他的声音甚至带上了一丝奇异的,模仿而来的温文尔雅。
“毕竟……”
“该如何扮演一个道貌岸然的衣冠禽兽,我亦深谙其道。”
纯金身影静默了一瞬。
他清晰地感知到,男鬼此言绝非威胁,而是宣告。
那冰冷的杀意已经有如实物,牢牢锁定在他周身。
在这一刻,郁长安忽然无比真切地理解了迟清影说过的“你们本就是一个人”。
因为他竟能完全洞悉男鬼此刻的念头——清除所有阻碍,不惜任何代价,独占那份温暖。
这份偏执与决绝,竟与他心底最深处不愿承认的阴暗念头如出一辙。
他们拥有同一个执念。
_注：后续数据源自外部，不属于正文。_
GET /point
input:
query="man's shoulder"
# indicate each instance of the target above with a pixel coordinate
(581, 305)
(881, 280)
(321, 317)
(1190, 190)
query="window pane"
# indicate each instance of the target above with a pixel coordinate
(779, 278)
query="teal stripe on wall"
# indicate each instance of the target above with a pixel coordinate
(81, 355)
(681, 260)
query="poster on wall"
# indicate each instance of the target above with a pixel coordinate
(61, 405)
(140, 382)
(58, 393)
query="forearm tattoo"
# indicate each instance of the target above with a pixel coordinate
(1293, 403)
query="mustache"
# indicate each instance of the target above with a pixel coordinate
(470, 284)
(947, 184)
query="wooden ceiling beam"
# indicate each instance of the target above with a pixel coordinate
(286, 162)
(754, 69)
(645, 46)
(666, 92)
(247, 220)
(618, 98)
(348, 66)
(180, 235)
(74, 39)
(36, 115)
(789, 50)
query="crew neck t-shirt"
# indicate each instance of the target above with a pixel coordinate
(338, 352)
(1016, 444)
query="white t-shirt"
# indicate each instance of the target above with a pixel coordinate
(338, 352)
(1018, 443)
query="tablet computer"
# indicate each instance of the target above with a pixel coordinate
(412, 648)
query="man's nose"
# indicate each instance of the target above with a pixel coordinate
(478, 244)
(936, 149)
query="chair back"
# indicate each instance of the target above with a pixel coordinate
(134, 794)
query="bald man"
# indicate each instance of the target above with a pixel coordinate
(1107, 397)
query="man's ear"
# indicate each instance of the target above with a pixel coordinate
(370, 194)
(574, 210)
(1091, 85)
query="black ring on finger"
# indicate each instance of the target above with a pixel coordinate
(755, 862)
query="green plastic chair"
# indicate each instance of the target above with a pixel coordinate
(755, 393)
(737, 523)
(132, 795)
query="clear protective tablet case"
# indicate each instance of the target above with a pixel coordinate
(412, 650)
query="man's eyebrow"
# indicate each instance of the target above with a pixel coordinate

同一种疯魔。
“我不会靠近,”纯金身影终于开口,声音依旧平稳,却带着坚持,“但我必须留在这里。”
“清影此刻的状况不稳,他需要我在场。”
他的目光越过男鬼的肩线,落在那张埋首在对方颈窝、眼尾绯红的清绝面容上,语气微沉
“你最好快一点。”
“再拖延下去,他体内属于我的龙元便会被彻底炼化。届时,若无法与你的力量及时交融生成混沌之气,此次尝试便前功尽弃。”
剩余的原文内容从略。